The fourth edition of Loyalty Trends 2024, prepared by Open Loyalty, reveals that the industry is changing. The pressure is getting higher, and Loyalty and Marketing teams will have to adapt soon if they want to justify their programs to their clients – external and internal.
In this blog, I present some takeaways based on these industry trends. Moreover, I propose different ways to prepare your business for these upcoming challenges.
Going beyond the report, these are the two takeaways:
ROI pressure for loyalty projects is increasing
Concrete expectations from clients translated to functionalities (long and short-term investments mentioned in the report)
Takeaway 1: Increased ROI pressure for loyalty projects
This year, these are the top loyalty goals, according to the report:
Improving overall Customer Lifetime Value;
Lowering customer churn;
Increasing purchase frequency;
Increasing ROI (went up two positions since last year)
The top three remained still, which is unsurprising, as they represent common program loyalty metrics.
The most interesting point is in the fourth place: the pressure for ROI.
This is strictly related to economic cycles. As long as the economy is booming, markets are flooded with free cash and the questions on profitability of an investment in a loyalty program tend to magically disappear. We’ve seen a lot of projects where the ROI is a tentative goal in the very beginning, and the main motivation behind the investments were around the need of having shiny digital tools or being part of the digital transformation trend.
But if the global economy slows down (not to mention a recession), your local market or industry gets in trouble, and the sponsors start to ask those questions.
So quite obvious and works every time.
Takeaway 2: Concrete expectations from clients translated to functionalities
Increased competition is forcing patience out of the playing field. Customers not only expect their voices to be heard – they also want it to be heard and implemented swiftly in a user-friendly way.
This is clear from the results of the report. In the short and long term, loyalty experts plan to prioritize investing in areas with a proven track record of delivering results efficiently – such as gamification, marketing automation, and experience-based rewards. Even the recent explosion of AI advanced the trend, helping predictive segmentation reach the top 3 planned investments.
In other words, playing it safe and giving the market and customers what they want without reinventing the wheel.
How to ensure investments pay off: three scenarios based on your IT maturity, scale of your business and type of your program
Right, with those challenges laid out. What to do?
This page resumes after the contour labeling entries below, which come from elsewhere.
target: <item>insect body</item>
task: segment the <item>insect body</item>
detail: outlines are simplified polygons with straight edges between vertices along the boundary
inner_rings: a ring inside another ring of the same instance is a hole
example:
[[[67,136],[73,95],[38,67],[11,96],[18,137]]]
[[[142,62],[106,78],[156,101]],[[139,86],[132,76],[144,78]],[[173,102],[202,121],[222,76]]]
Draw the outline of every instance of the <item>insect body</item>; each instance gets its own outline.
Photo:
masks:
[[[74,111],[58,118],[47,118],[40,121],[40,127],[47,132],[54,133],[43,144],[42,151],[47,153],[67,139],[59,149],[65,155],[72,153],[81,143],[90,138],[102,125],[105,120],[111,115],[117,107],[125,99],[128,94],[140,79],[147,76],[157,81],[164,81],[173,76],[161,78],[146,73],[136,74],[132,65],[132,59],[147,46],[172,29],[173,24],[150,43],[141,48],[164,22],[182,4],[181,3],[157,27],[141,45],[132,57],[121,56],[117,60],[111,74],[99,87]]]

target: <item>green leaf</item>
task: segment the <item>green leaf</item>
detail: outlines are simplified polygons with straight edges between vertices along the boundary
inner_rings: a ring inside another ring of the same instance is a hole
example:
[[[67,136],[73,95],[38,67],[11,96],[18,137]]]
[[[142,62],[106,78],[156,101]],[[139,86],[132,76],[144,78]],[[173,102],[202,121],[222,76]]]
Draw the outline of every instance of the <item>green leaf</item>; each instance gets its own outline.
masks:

We see three paths. The bad news is that they are mutually exclusive. The good news is that every path requires a different company situation and a certain vision for the future: choosing two of them would not make sense in the first place.
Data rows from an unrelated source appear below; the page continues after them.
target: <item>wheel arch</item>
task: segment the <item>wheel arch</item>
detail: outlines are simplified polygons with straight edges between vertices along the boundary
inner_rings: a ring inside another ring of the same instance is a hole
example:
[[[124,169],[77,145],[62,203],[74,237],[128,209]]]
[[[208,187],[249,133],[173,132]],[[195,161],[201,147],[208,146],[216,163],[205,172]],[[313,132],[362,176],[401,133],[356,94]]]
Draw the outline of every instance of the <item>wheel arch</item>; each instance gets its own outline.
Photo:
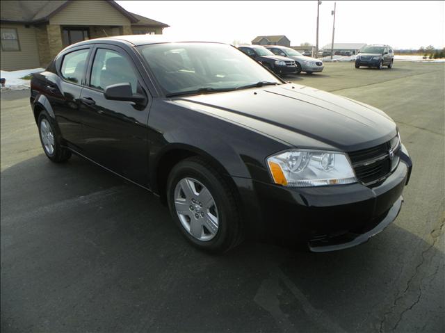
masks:
[[[195,146],[186,143],[170,144],[150,162],[150,184],[152,190],[166,203],[166,186],[168,175],[177,163],[188,158],[199,156],[218,171],[227,181],[234,193],[238,195],[235,182],[227,169],[213,156]]]

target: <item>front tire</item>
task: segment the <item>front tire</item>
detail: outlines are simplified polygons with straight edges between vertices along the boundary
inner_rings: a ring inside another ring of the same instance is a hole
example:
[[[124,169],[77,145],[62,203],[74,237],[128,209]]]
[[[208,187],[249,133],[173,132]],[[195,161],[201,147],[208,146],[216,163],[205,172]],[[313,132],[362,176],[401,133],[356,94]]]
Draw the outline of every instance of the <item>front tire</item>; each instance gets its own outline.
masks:
[[[46,111],[40,112],[38,120],[39,136],[47,157],[54,163],[63,163],[71,157],[71,151],[62,147],[62,138],[56,130],[56,124]]]
[[[235,193],[221,174],[200,157],[179,162],[167,181],[172,218],[194,246],[223,253],[242,240]]]

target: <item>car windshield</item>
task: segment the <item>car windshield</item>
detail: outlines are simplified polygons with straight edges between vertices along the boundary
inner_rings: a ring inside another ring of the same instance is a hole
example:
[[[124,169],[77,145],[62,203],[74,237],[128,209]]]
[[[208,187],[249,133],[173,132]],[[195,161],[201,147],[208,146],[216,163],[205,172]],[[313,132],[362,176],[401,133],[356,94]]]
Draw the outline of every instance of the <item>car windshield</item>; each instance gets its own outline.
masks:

Path 1: Enterprise businesses: carefully spend your millions
If you are a legacy retailer or a company that does not have a full-blown product team building your IT stack in-house, you’re looking for a vendor that will “take care” of delivering your program end-to-end. Prepare a fat wallet and hire one of the top Gartner / Forrester Loyalty all-in-one software vendors. Bring another one for integration with what you already have. Bring another pile of money if you would like to modify or change anything in these engines if you discover a corner case that will block the whole idea for the program or if the integration scheme requires changes in the API.
Alternatively, look for smaller specialized agencies without huge marketing and corporate overheads but be very conscious of verifying their ability to deliver and the level of loyalty expertise and experience they have. Most of the all-round digital transformation agencies tend to have a very shallow idea of the complexity of loyalty projects (especially those with roots in web/mobile development – they underestimate the challenges in the back-office of the program) despite their marketing proudly saying something else.
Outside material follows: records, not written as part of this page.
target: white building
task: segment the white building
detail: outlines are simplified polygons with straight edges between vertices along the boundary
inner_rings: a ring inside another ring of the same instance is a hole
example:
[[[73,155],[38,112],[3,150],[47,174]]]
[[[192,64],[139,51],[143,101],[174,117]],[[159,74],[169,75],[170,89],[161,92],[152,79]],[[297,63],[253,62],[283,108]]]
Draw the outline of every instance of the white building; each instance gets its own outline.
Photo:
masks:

Do not start any IT work unless your program strategy indicates how much money this program will earn for your company and how exactly this is going to be achieved.
Disclaimer 1: round words and general declarations are not enough. You would need a comprehensive financial analysis going down to campaign level.
Disclaimer 2: Neither the Big4 type consultants nor the big software vendors have enough loyalty expertise to deliver this. You need to look for loyalty specialized agencies.
Path 2: Simple program? Trade flexibility for agility
If you’re on a budget, you can use the multiple cheaper SaaS offerings out there. However, you will almost certainly need to compromise on the flexibility of your program. You will need to solve the integration issues with some extra one-off budget or simplify the program even more.
Most of the out-of-the-box integrations offered by pure SaaS vendors are either a marketing hoax (they literally do not exist) or offer functionality limited to a single, simple process is just not enough in most cases. If you want more, you need to pay.
If your program is super simple, that might be a good way to go.
Path 3: Scalable program? Use API-first tools
If you are a tech-savvy company with an in-house team building your digital product (app, E-com, etc.) used to API-first tools that follow the composable architecture, you can build a program that will perfectly fit your case with a fraction of the cost and time.
Compose your tech stack from multiple API-first tools (Loyalty, Marketing Auto, E-com, Data analytics). Since you have your team of architects and developers, you can cut the delivery time using ready components (building them from scratch is not a real option) and then integrate them on your own (as those tools are by design made for it)
Your choice in loyalty is limited to 2 real options: Open Loyalty and TalonOne. Which, one must say, is not much of a choice if you compare the number of traditional legacy vendors.